Nintendo gave up the power chase since the N64 days, and wisely so. Their own software and hardware have ever since existed as a synergetic package, to great effect. If anything, Nintendo's 1st party titles are known to be among the smoothest running in the biz. That said; the Wii U version of Breath of the Wild was damn near disastrous from a technical standpoint.

I haven't heard anyone express this fear, all I see is excitement, and I happen to share it.

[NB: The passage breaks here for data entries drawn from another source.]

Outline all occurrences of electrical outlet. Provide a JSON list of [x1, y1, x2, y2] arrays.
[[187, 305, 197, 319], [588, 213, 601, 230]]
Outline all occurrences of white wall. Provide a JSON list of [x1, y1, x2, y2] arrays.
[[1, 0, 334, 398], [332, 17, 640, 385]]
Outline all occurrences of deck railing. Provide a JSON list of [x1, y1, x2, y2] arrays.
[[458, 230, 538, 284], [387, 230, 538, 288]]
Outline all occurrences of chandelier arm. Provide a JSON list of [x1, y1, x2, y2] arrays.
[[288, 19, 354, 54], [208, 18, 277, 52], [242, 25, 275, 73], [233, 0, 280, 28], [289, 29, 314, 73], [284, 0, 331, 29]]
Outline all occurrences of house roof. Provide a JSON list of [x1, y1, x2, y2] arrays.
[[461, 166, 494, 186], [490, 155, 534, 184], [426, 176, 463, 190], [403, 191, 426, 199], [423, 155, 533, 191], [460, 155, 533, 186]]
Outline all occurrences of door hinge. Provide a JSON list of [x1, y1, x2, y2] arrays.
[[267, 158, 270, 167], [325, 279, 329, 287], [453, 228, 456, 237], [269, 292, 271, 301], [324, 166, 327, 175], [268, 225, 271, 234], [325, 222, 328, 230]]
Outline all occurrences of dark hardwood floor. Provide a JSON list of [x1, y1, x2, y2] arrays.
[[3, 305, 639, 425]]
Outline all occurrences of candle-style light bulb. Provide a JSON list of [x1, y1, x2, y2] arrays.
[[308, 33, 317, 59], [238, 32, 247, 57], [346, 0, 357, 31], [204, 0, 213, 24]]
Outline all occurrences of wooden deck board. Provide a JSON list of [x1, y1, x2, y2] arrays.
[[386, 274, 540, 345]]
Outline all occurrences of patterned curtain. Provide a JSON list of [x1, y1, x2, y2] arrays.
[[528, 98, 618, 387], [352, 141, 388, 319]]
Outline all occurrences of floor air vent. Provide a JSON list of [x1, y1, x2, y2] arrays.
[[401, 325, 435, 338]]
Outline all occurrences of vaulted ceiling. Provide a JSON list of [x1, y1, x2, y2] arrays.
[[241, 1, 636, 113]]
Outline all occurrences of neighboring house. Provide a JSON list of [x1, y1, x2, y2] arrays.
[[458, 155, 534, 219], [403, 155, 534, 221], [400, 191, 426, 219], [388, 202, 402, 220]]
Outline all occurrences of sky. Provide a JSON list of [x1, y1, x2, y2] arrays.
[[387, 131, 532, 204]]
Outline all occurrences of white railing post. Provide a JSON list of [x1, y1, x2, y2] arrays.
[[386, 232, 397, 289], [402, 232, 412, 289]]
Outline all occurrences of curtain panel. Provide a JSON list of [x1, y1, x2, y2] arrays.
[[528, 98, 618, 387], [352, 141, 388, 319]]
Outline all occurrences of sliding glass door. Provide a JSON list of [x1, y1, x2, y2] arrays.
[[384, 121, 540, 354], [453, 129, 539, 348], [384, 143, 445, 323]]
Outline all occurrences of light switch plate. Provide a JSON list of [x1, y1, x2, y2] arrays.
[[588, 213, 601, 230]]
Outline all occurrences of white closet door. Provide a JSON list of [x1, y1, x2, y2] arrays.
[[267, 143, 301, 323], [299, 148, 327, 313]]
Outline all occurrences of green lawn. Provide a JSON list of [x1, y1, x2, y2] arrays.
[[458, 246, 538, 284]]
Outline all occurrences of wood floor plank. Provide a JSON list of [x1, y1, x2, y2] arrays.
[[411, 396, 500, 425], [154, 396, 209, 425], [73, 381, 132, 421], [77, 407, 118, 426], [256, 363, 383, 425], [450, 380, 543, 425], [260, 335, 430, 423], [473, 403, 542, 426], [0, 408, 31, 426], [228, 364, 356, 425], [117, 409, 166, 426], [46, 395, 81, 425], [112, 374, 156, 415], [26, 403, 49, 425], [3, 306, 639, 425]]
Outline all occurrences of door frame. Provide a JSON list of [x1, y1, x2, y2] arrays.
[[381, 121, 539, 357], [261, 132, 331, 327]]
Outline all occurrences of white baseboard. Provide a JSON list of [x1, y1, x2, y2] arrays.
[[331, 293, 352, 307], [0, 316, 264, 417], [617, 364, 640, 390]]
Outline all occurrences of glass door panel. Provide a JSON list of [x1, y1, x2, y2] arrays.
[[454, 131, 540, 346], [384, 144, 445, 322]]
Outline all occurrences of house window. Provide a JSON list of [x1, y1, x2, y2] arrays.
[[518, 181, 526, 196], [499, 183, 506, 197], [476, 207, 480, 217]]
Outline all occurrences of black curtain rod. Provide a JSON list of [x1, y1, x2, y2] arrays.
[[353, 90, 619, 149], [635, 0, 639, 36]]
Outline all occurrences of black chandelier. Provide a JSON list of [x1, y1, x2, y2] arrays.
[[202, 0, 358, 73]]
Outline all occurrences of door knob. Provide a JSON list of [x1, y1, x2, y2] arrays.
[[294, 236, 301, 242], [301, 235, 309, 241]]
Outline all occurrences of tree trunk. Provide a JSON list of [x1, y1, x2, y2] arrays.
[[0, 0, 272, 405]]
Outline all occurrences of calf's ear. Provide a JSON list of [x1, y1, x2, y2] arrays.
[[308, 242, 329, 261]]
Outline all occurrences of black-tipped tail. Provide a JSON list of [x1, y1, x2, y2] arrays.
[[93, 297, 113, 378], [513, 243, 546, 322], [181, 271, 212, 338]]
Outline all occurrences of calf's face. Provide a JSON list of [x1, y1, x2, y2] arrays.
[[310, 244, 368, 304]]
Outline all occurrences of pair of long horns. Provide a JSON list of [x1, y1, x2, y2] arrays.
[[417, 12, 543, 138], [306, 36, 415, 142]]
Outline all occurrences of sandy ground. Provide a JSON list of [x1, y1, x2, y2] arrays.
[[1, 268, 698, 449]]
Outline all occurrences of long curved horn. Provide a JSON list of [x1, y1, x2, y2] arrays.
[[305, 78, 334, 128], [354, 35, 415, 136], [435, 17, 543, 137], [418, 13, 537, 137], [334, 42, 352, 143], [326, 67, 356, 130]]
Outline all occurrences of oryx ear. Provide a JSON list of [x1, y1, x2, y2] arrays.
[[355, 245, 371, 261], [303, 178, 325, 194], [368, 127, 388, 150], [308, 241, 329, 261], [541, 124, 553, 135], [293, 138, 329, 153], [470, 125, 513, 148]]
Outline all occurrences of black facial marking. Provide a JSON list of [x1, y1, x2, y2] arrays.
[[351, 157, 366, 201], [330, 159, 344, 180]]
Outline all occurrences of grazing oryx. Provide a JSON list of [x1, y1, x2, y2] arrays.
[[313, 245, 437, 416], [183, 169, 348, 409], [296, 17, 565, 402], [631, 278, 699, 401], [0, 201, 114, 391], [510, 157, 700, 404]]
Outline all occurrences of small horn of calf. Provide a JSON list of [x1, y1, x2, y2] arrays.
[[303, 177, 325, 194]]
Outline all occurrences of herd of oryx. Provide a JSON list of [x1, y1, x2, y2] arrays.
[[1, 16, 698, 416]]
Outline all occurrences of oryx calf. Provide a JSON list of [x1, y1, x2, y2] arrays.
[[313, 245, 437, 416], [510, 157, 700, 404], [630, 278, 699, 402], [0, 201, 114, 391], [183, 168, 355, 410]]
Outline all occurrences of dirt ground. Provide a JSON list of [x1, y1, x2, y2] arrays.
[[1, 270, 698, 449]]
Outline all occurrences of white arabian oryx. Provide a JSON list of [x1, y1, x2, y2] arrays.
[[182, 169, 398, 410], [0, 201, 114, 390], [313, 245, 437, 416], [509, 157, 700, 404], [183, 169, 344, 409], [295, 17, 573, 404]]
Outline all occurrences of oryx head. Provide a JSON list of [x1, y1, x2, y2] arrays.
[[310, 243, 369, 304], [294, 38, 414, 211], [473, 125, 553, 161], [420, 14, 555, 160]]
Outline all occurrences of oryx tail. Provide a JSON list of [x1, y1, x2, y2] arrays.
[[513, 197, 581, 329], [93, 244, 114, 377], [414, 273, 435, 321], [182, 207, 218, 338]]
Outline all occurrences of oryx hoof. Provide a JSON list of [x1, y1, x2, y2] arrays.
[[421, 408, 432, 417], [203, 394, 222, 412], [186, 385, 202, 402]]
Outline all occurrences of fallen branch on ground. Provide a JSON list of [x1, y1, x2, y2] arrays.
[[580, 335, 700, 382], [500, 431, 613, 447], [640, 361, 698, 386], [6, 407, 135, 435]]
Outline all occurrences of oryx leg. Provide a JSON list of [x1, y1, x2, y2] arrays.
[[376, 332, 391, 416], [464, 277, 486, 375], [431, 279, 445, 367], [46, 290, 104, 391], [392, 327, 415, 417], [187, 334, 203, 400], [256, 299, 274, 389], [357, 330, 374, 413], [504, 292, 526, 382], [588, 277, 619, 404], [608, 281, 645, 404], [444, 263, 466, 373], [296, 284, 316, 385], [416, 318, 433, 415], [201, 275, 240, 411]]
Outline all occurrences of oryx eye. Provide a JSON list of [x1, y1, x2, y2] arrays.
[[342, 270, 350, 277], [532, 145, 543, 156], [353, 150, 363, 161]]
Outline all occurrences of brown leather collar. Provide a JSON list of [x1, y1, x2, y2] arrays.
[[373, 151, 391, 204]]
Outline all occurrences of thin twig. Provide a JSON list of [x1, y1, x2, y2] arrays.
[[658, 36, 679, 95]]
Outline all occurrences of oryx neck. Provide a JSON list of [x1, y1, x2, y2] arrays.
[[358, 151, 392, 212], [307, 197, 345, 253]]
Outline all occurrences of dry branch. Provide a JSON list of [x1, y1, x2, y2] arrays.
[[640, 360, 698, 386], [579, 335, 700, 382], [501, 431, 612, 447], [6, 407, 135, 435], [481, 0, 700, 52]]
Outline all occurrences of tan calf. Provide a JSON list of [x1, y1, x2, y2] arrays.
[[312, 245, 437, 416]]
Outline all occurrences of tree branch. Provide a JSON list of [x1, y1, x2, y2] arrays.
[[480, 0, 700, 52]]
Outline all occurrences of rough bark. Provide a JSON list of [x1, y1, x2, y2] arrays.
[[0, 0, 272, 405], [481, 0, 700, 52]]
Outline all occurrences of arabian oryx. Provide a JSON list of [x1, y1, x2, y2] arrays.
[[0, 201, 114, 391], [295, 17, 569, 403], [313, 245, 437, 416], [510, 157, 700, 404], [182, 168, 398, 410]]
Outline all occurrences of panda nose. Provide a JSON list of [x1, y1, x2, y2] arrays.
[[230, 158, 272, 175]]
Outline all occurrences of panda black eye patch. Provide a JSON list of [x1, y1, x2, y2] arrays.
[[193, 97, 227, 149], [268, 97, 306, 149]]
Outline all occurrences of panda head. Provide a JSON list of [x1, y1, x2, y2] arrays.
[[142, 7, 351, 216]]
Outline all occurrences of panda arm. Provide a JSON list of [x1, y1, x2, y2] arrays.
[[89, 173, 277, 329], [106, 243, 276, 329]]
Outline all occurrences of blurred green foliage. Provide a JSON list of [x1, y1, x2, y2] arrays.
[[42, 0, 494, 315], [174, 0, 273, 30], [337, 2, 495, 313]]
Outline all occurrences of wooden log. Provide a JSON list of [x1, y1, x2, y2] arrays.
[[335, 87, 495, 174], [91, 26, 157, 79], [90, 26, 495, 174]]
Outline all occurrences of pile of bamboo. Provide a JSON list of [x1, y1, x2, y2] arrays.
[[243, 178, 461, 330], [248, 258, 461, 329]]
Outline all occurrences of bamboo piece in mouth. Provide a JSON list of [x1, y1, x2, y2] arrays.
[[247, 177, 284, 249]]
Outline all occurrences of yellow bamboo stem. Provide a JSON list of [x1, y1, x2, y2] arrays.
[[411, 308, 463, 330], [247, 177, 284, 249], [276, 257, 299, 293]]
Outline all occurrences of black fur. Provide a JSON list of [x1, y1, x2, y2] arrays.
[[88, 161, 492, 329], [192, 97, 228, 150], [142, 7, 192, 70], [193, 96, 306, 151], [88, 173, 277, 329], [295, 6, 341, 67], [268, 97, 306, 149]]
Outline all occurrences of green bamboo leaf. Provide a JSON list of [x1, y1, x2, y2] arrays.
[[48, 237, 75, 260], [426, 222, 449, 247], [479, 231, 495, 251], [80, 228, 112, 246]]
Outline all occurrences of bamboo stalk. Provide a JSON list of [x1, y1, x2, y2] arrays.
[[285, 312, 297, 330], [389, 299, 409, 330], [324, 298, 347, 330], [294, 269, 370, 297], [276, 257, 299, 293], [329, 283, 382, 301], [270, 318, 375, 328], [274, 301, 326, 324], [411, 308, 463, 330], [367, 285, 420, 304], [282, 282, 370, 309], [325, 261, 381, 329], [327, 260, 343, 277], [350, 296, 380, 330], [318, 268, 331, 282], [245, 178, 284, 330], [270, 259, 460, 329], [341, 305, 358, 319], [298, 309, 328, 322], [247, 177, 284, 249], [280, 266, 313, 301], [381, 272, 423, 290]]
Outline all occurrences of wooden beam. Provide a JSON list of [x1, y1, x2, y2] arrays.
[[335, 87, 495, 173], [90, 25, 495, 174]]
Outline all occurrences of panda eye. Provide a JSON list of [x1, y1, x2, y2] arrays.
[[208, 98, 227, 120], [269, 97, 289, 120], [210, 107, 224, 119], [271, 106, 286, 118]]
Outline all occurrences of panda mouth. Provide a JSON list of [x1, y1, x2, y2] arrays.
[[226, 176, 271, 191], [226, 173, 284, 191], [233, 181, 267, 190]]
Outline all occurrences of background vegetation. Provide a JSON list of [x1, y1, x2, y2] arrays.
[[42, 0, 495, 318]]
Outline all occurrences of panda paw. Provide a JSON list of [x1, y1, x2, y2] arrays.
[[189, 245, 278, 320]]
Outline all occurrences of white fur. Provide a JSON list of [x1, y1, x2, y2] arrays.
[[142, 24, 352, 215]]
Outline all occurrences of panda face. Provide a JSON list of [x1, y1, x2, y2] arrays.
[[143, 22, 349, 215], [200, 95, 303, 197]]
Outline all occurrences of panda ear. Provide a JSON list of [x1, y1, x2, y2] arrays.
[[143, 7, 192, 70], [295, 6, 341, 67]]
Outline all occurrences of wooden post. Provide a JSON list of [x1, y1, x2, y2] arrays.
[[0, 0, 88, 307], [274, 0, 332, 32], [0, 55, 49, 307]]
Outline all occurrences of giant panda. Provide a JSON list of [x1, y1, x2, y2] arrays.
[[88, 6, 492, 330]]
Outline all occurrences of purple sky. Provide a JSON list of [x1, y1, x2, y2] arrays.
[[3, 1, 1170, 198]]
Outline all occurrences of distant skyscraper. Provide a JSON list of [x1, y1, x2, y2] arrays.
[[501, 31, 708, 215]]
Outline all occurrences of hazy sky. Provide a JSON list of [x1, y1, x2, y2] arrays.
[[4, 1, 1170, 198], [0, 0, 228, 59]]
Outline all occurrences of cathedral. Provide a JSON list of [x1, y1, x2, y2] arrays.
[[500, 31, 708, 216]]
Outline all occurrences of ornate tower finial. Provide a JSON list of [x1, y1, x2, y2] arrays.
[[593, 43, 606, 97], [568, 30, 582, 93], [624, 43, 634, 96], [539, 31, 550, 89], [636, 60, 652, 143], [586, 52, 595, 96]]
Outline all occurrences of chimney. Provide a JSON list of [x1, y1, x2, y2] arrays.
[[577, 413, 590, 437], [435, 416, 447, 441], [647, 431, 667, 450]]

As for Cyberpunk 2077; this is a 3rd party release which attempted to tread new ground in ray-tracing and vertical level-design. It also had the misfortune of releasing in the cross-gen window, needing to cater to a massively varying hardware pool. There was also pressure from the top to release it, seeing as how development had already dragged on for so long. Zelda is firmly in Nintendo-only hands, and there's no one above shouting and complaining about not getting it out on time. It's single-platform, and not cross-gen, and has the added benefit of being built on the existing foundation of the previous game (unlike Cyberpunk). The situations are really nothing alike. All things considered, it has the making to be a near-perfect release for Nintendo, both from a technical and critical angle.

Lastly, as a huge CDP fan, I have to agree with the above notions. I consider The Witcher 3 to be one of the finest games ever made, which is no small praise from someone who started gaming in 1988. But, it was not a technical marvel at release, especially the implementation of extra effects such as Nvidia Hairworks, was terrible (it more or less halved your fps on PC). I bought a beast of a rig at the same exact time as TW3:s release (specifically to max out TW3), costing me about 3500$, and could still barely cross that magical, stable 60fps limit in 1440p on ultra (running a 980 Ti).
TW1 was somewhere around "decent", TW2 was actually very good - but not amazing. CDP hadn't done all that much to deserve "best ever developer" up until Cyberpunk 2077 released. To me, their greatest achievement to this day is still GOG; adapting and selling classics in a slick storefront, fixing old bugs and insisting on doing away with anti-consumer DRM solutions.